Basic and Parallel Composition
Introduction
Composition is a useful property of differential privacy. It allows us to reason about the overall privacy cost of releasing multiple outputs on the same database. The property is especially applicable for real-world deployments of differentially private mechanisms. Different mechanisms can query the same database (or subsets of it). Each of them can also ask multiple queries.
Note that a mechanism can also take a previous mechanism’s output as its input; the only caveat is that it should take the database as an input too. Otherwise, we would apply the post-processing property of differential privacy and not composition for this mechanism. Composition provides an upper bound on the privacy cost of releasing the outputs to all such queries. In this post, we will explore two kinds of composition: basic and parallel.
Basic Composition
Basic (or sequential) composition applies when the entire database is queried multiple times. Suppose our database \(D\) is simply a list of real numbers. Assume we want to compute some statistics on this database using two differentially private mechanisms \(M_{1}\) and \(M_{2}\). For example, \(M_{1}\) computes the mean of all the numbers in the database, and \(M_{2}\) computes the mode. If \(M_{1}\) is \(\epsilon_{1}\)-differentially private and \(M_{2}\) is \(\epsilon_{2}\)-differentially private, then basic composition tells us releasing both outputs \((M_{1}(D), M_{2}(D))\) will satisfy at most \((\epsilon_{1} + \epsilon_{2})\)-differential privacy. This property can be generalized to \(k\) mechanisms and approximate differential privacy; the resulting \(\epsilon, \delta\) parameters will just be the sums of the \(\epsilon_{i}\)s and \(\delta_{i}\)s of the individual mechanisms.
Parallel Composition
Parallel composition applies when mechanisms query disjoint partitions of the database. Take the same example of a database \(D\) and mechanisms \(M_{1}\) and \(M_{2}\) as before. Suppose \(D\) contains 1000 numbers. Instead of computing statistics on the whole database, we want to release the mean of the first 500 numbers using \(M_{1}\) and the mode of the next 500 using \(M_{2}\). Let us denote these two disjoint partitions of the database using \(X_{1}\) and \(X_{2}\). Parallel composition tells us releasing both outputs \((M_{1}(D \cap X_{1}), M_{2}(D \cap X_{2}))\) will satisfy at most \(\max(\epsilon_{1}, \epsilon_{2})\)-differential privacy. This property can be generalized to \(k\) mechanisms (each operating on a disjoint partition of the database); the resulting \(\epsilon\) parameter will just be the maximum of the \(\epsilon_{i}\)s of the individual mechanisms.

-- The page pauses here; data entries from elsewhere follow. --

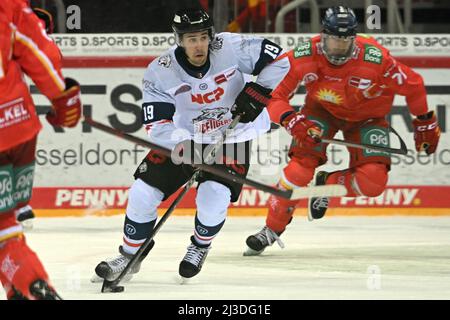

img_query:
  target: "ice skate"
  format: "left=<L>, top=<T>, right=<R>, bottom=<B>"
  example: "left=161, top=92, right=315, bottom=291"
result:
left=178, top=236, right=211, bottom=281
left=16, top=205, right=35, bottom=230
left=92, top=240, right=154, bottom=283
left=308, top=171, right=330, bottom=221
left=244, top=226, right=284, bottom=256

Choosing Between Basic and Parallel Composition
A neat way to understand when to apply basic or parallel composition is to check how the mechanism outputs will be affected when an individual record is changed in the database. In the example above, changing one number and releasing the mean and mode of all 1000 numbers in the database \(D\) would have changed the outputs of both \(M_{1}\) and \(M_{2}\). This means an individual record “influences” the outputs of two mechanisms, and the privacy cost will add up. Hence, we need to apply basic composition.
However, if we wanted to compute the mean over the first 500 numbers and the mode on the next 500, we can apply parallel composition. To see why, consider, without loss of generality, that a record in the \(X_{1}\) partition of \(D\) was changed. Since we know the two partitions are disjoint, changing one record in \(X_{1}\) will not impact \(X_{2}\). This means only the output of \(M_{1}\) would have been affected and \(M_{2}\) would operate on the same partition as before. An individual record only “influences” the output of the mechanism that accesses the partition it was in. We can safely apply parallel composition in this case.
References
Dwork, C., & Roth, A. (2014). The algorithmic foundations of differential privacy. Foundations and Trends® in Theoretical Computer Science, 9(3–4), 211-407.
McSherry, F. D. (2009, June). Privacy integrated queries: an extensible platform for privacy-preserving data analysis. In Proceedings of the 2009 ACM SIGMOD International Conference on Management of data (pp. 19-30).